Each ChatGPT query, each model update, each robotic breakthrough consumes massive amounts of energy. In fact, AI is already pushing global power grids to the brink.

Wall Street is pouring hundreds of billions into artificial intelligence—training smarter chatbots, automating industries, and building the digital future. But there’s one urgent question few are asking:

Where will all of that energy come from?

AI is the most electricity-hungry technology ever invented. Each data center powering large language models like ChatGPT consumes as much energy as a small city. And it’s about to get worse.

Even Sam Altman, the founder of OpenAI, issued a stark warning:

“The future of AI depends on an energy breakthrough.”

Elon Musk was even more blunt:

“AI will run out of electricity by next year.”

As the world chases faster, smarter machines, a hidden crisis is emerging behind the scenes. Power grids are strained. Electricity prices are rising. Utilities are scrambling to expand capacity.

And that’s where the real opportunity lies…

One little-known company—almost entirely overlooked by most AI investors—could be the ultimate backdoor play. It’s not a chipmaker. It’s not a cloud platform. But it might be the most important AI stock in the US owns critical energy infrastructure assets positioned to feed the coming AI energy spike.

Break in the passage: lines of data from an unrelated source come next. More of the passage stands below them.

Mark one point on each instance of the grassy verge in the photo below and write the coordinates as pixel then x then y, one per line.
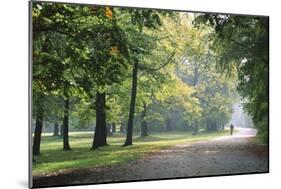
pixel 53 159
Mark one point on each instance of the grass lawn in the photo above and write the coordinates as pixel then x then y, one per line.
pixel 53 159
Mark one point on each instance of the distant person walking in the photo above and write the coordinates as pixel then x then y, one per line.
pixel 231 129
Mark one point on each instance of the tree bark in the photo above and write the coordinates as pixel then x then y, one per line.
pixel 61 130
pixel 100 130
pixel 56 129
pixel 144 129
pixel 122 127
pixel 195 131
pixel 113 127
pixel 37 133
pixel 66 145
pixel 109 129
pixel 168 124
pixel 132 105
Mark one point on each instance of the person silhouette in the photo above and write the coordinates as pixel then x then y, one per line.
pixel 231 129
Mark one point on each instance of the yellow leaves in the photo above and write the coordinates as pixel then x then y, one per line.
pixel 113 50
pixel 108 13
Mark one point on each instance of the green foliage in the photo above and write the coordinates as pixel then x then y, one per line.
pixel 242 44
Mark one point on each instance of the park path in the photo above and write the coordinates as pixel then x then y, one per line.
pixel 235 154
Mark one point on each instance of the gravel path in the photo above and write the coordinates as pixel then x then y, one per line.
pixel 235 154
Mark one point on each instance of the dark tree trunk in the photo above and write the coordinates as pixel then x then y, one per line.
pixel 109 129
pixel 132 105
pixel 61 130
pixel 168 124
pixel 195 131
pixel 100 130
pixel 66 145
pixel 56 129
pixel 144 129
pixel 113 127
pixel 122 130
pixel 37 133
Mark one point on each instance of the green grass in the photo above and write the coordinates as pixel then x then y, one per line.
pixel 53 159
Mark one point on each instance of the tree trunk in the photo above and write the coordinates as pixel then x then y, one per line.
pixel 109 129
pixel 113 127
pixel 100 130
pixel 66 145
pixel 195 131
pixel 168 124
pixel 56 129
pixel 144 129
pixel 37 133
pixel 122 127
pixel 132 105
pixel 61 130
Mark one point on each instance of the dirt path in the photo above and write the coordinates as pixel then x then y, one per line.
pixel 225 155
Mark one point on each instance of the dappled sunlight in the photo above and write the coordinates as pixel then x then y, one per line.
pixel 54 159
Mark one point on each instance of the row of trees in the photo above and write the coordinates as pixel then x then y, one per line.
pixel 110 66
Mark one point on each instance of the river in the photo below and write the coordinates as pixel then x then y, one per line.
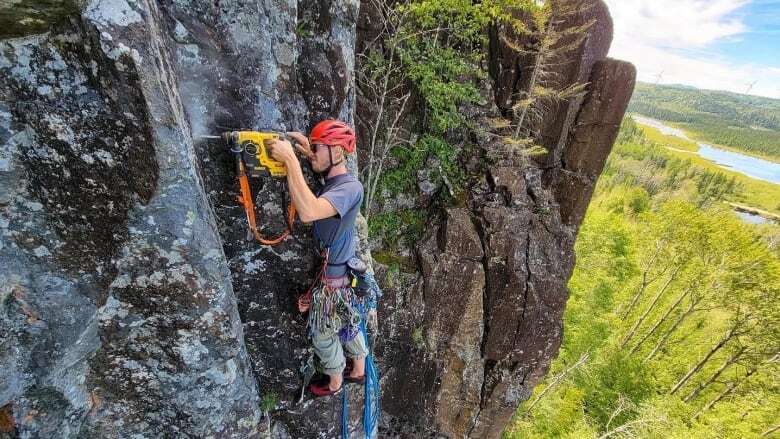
pixel 751 166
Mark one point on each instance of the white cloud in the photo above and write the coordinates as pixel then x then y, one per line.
pixel 671 36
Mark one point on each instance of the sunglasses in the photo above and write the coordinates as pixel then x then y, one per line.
pixel 315 146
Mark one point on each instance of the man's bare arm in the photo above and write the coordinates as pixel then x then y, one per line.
pixel 309 207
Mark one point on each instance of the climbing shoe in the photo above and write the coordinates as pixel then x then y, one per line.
pixel 322 389
pixel 357 380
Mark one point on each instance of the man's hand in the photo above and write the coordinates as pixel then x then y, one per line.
pixel 281 150
pixel 301 142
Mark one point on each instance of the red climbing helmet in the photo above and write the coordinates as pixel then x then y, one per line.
pixel 334 132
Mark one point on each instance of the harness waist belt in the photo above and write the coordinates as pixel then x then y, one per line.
pixel 337 282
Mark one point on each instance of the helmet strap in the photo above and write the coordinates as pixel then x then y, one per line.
pixel 326 171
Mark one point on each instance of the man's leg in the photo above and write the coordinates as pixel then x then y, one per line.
pixel 328 348
pixel 357 351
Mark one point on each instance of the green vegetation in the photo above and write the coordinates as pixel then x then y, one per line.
pixel 432 58
pixel 269 402
pixel 747 123
pixel 671 329
pixel 662 149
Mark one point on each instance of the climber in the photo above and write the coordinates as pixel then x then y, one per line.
pixel 333 318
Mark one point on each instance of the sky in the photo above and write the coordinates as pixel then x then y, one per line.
pixel 729 45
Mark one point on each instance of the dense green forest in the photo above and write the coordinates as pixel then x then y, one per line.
pixel 745 122
pixel 671 330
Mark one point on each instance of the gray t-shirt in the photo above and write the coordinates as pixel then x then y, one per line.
pixel 345 193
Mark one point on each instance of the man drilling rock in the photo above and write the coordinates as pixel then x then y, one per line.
pixel 333 317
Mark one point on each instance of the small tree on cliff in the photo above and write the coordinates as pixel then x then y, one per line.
pixel 543 33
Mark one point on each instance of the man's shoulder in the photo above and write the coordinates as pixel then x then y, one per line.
pixel 349 183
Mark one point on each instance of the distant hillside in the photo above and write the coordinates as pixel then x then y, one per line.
pixel 749 123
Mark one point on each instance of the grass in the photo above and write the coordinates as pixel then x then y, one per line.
pixel 757 193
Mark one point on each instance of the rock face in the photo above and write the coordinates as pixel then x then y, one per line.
pixel 131 302
pixel 480 321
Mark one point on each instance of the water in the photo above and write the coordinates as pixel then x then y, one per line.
pixel 744 164
pixel 751 218
pixel 752 167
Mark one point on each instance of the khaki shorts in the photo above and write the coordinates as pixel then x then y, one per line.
pixel 328 348
pixel 331 311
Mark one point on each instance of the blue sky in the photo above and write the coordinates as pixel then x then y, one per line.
pixel 714 44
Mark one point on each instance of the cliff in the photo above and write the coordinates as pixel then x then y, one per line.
pixel 131 302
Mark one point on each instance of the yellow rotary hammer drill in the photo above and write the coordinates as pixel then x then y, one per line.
pixel 250 149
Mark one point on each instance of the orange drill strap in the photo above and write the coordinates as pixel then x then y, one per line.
pixel 246 200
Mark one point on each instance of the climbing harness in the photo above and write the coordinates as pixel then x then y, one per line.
pixel 253 160
pixel 356 298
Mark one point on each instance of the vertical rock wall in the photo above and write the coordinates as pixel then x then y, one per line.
pixel 131 302
pixel 477 326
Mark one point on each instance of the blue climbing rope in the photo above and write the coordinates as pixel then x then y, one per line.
pixel 371 404
pixel 344 413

As demand from AI data centers explodes, this company is gearing up to profit from the most valuable commodity in the digital age: electricity.

The “Toll Booth” Operator of the AI Energy Boom

  • It owns critical nuclear energy infrastructure assets, positioning it at the heart of America’s next-generation power strategy.
  • It’s one of the only global companies capable of executing large-scale, complex EPC (engineering, procurement, and construction) projects across oil, gas, renewable fuels, and industrial infrastructure.
  • It plays a pivotal role in U.S. LNG exportation—a sector about to explode under President Trump’s renewed “America First” energy doctrine.

Trump has made it clear: Europe and U.S. allies must buy American LNG.

And our company sits in the toll booth—collecting fees on every drop exported.

But that’s not all…

As Trump’s proposed tariffs push American manufacturers to bring their operations back home, this company will be first in line to rebuild, retrofit, and reengineer those facilities.

AI. Energy. Tariffs. Onshoring. This One Company Ties It All Together.

While the world is distracted by flashy AI tickers, a few smart investors are quietly scooping up shares of the one company powering it all from behind the scenes.

AI needs energy. Energy needs infrastructure.

And infrastructure needs a builder with experience, scale, and execution.

This company has its finger in every pie—and Wall Street is just starting to notice.

Wall Street is noticing this company also because it is quietly riding all of these tailwinds—without the sky-high valuation.

While most energy and utility firms are buried under mountains of debt and coughing up hefty interest payments just to appease bondholders…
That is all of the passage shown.